Deuteronomy 29:14-29 - Frederick Brotherton Meyer's Commentary

Bible Comments

the Penalty of Serving False Gods

Deuteronomy 29:14-29

Deuteronomy 29:15 clearly refers to the future generations, who were included in this solemn act. The word “gall,” Deuteronomy 29:18, indicates the poisonous character of idolatry. The application of this passage to any man who falls short of the grace of God shows that the tendency to idolatry has its root in the apostasy of the heart, Hebrews 12:15.

We cannot say that religion is a matter of indifference; or, if we say it, we are destined to a terrible awakening. A man may say, “I shall have peace,” etc., Deuteronomy 29:19, but there is no peace short of the peace of God, Isaiah 48:22; Romans 5:1-2.

With respect to Deuteronomy 29:24, the infidel Volney wrote of the present condition of Palestine: “Why is not the ancient population reproduced and perpetuated? God has doubtless pronounced a secret malediction against this land.” This is one of His “secret things!” Compare Deuteronomy 29:29 with Romans 11:33.

Deuteronomy 29:14-29

14 Neither with you only do I make this covenant and this oath;

15 But with him that standeth here with us this day before the LORD our God, and also with him that is not here with us this day:

16 (For ye know how we have dwelt in the land of Egypt; and how we came through the nations which ye passed by;

17 And ye have seen their abominations, and their idols,b wood and stone, silver and gold, which were among them:)

18 Lest there should be among you man, or woman, or family, or tribe, whose heart turneth away this day from the LORD our God, to go and serve the gods of these nations; lest there should be among you a root that beareth gallc and wormwood;

19 And it come to pass, when he heareth the words of this curse, that he bless himself in his heart, saying, I shall have peace, though I walk in the imaginationd of mine heart, to add drunkenness to thirst:

20 The LORD will not spare him, but then the anger of the LORD and his jealousy shall smoke against that man, and all the curses that are written in this book shall lie upon him, and the LORD shall blot out his name from under heaven.

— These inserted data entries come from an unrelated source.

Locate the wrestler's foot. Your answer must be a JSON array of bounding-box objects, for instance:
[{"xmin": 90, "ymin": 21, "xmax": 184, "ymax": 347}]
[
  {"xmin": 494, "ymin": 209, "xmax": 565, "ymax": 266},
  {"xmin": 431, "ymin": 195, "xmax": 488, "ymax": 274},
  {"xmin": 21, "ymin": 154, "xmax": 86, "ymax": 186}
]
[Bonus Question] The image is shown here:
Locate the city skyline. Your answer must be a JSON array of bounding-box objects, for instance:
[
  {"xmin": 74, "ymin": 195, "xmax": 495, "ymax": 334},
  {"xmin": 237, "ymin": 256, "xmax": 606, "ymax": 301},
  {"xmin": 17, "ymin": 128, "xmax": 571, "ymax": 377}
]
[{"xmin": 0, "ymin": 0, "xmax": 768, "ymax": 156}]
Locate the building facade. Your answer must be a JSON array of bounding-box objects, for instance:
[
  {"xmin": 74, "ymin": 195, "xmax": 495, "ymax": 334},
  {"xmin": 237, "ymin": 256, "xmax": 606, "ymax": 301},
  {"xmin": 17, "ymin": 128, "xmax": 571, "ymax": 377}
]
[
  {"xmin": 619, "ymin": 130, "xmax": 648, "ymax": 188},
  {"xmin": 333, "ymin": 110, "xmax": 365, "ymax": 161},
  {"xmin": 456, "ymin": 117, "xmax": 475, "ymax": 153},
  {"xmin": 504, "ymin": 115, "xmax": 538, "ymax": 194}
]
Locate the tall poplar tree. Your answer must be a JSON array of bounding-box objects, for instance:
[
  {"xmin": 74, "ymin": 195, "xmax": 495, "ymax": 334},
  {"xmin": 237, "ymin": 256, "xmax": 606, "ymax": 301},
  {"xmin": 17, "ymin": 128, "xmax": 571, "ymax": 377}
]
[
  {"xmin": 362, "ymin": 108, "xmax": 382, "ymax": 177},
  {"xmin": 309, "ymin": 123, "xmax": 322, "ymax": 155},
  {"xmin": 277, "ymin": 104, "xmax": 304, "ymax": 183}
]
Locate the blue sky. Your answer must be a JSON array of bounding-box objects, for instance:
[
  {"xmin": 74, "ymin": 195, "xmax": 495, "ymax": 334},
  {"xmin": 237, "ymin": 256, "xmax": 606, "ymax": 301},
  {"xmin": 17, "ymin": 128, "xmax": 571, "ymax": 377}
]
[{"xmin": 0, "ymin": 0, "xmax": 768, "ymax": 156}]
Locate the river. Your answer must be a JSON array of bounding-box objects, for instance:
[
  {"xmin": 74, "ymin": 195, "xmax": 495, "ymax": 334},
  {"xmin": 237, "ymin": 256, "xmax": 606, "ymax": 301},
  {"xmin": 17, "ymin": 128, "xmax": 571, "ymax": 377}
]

21 And the LORD shall separate him unto evil out of all the tribes of Israel, according to all the curses of the covenant that are written in this book of the law:

22 So that the generation to come of your children that shall rise up after you, and the stranger that shall come from a far land, shall say, when they see the plagues of that land, and the sicknesses which the LORD hath laid upon it;

23 And that the whole land thereof is brimstone, and salt, and burning, that it is not sown, nor beareth, nor any grass groweth therein, like the overthrow of Sodom, and Gomorrah, Admah, and Zeboim, which the LORD overthrew in his anger, and in his wrath:

24 Even all nations shall say, Wherefore hath the LORD done thus unto this land? what meaneth the heat of this great anger?

25 Then men shall say, Because they have forsaken the covenant of the LORD God of their fathers, which he made with them when he brought them forth out of the land of Egypt:

26 For they went and served other gods, and worshipped them, gods whom they knew not, and whom he had not given unto them:

27 And the anger of the LORD was kindled against this land, to bring upon it all the curses that are written in this book:

28 And the LORD rooted them out of their land in anger, and in wrath, and in great indignation, and cast them into another land, as it is this day.

29 The secret things belong unto the LORD our God: but those things which are revealed belong unto us and to our children for ever, that we may do all the words of this law.